Review Summary: No Wave - I
Right around that moment in 1981, when Californian gym punks up and ran away with the underground, the East Coast started cultivating a scene of their own, a glut of jagged young bands of aural androgyns, that in the most acerbic of twists, actually walked all of the lines that hardcore’s middle class Caucasian progeny was thrashing for. The entirety of the ever-widening spectrum of gender, race, non-binary identity, outsider culture and the fringe all found a welcome home in the small dank rooms of niche New York, Philly and Boston punk clubs. Obscure and short-lived as it remained, the movement sparked off and moved with such force, that it almost seemed a conscious countermeasure to the butch revolt of hardcore, a scene that, quick as it began, was already buckling under the weight of angry white men.
This is where we find Bound & Gagged. Little information can be found about the band, aside from the fact that they were one of the key pillars of Boston’s then-hypertrophied art punk scene. They were at one point or another mentored and produced by both local icons The Girls and wonky-eyed Cleveland pioneers Pere Ubu. They were label-mates with other through-the-cracks Boston punks like Native Tongue. And they briefly toured with fellow female-led no wave trailblazers Pink Section and UT.

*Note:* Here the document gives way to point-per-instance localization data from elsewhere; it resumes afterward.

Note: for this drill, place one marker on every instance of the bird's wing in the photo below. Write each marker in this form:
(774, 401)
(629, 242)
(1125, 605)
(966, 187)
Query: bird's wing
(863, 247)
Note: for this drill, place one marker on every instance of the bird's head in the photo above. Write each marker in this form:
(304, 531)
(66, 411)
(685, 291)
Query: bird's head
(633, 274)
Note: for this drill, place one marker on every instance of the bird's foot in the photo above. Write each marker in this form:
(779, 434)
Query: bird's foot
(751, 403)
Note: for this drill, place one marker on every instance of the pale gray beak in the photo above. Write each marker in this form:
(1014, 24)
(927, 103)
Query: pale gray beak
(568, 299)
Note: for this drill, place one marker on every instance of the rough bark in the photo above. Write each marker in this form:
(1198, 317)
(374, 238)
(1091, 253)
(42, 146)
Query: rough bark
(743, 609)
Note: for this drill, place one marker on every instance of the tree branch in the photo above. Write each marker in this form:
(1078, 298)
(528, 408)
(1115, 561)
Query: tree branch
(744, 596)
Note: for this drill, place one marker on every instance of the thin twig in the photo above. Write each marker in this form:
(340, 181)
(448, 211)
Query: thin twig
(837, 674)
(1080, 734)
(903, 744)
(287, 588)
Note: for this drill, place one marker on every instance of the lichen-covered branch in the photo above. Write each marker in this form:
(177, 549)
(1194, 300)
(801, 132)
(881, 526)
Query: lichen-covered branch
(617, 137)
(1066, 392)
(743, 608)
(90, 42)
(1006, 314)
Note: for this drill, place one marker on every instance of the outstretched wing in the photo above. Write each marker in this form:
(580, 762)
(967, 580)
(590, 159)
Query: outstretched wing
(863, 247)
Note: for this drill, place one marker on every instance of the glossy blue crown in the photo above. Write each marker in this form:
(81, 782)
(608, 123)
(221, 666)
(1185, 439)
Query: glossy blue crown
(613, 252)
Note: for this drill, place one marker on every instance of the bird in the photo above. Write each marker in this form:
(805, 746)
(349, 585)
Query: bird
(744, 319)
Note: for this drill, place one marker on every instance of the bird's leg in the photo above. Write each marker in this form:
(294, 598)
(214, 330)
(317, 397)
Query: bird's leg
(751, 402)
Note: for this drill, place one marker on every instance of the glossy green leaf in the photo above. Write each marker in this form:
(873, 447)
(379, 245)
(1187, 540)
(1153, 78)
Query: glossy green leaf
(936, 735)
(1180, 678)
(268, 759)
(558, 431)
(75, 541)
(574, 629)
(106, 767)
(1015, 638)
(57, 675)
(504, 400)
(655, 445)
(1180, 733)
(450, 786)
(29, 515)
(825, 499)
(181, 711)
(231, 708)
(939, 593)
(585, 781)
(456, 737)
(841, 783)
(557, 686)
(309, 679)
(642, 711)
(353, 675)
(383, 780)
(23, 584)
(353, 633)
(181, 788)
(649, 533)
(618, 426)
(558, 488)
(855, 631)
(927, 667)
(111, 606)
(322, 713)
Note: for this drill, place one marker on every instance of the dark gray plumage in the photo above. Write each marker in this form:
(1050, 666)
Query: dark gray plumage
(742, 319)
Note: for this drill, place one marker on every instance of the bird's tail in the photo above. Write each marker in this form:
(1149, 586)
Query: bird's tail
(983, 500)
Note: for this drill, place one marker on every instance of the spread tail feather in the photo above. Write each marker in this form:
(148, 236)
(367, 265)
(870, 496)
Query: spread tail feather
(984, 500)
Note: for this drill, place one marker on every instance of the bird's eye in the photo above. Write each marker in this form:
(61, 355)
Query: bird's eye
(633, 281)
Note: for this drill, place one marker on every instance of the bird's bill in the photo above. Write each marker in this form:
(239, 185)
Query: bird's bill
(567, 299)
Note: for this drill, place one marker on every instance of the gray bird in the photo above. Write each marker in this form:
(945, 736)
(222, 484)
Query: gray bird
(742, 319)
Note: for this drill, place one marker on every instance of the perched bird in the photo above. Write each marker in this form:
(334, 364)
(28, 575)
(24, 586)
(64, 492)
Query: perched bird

The self-titled EP, their only studio output is a four-track assembly of spiked nervy guitars cut through with strictures of campy synths. From the opening screech of “Clutter,” the band sets the method early. The song curtly shifts tempos and pitch in lieu of transitions, Barbara Britto shouts away, as Marcia Maglione punches high note keys like she’s scoring a B-horror movie. The elastic rhythm section and craggy guitars round it all off. “Chains and Polymers,” the best cut here, changes nothing and ups the stakes. So it goes. The EP slinks in and out in 12 minutes flat, marking one in a multitude of brilliant strokes of creative punk genius from the decade, from bands that came up from mud, cut an EP or two and then died off with hardly anyone noticing, leaving yet another rarefied document for completists, ageing scenesters and hungry aficionados to drool over.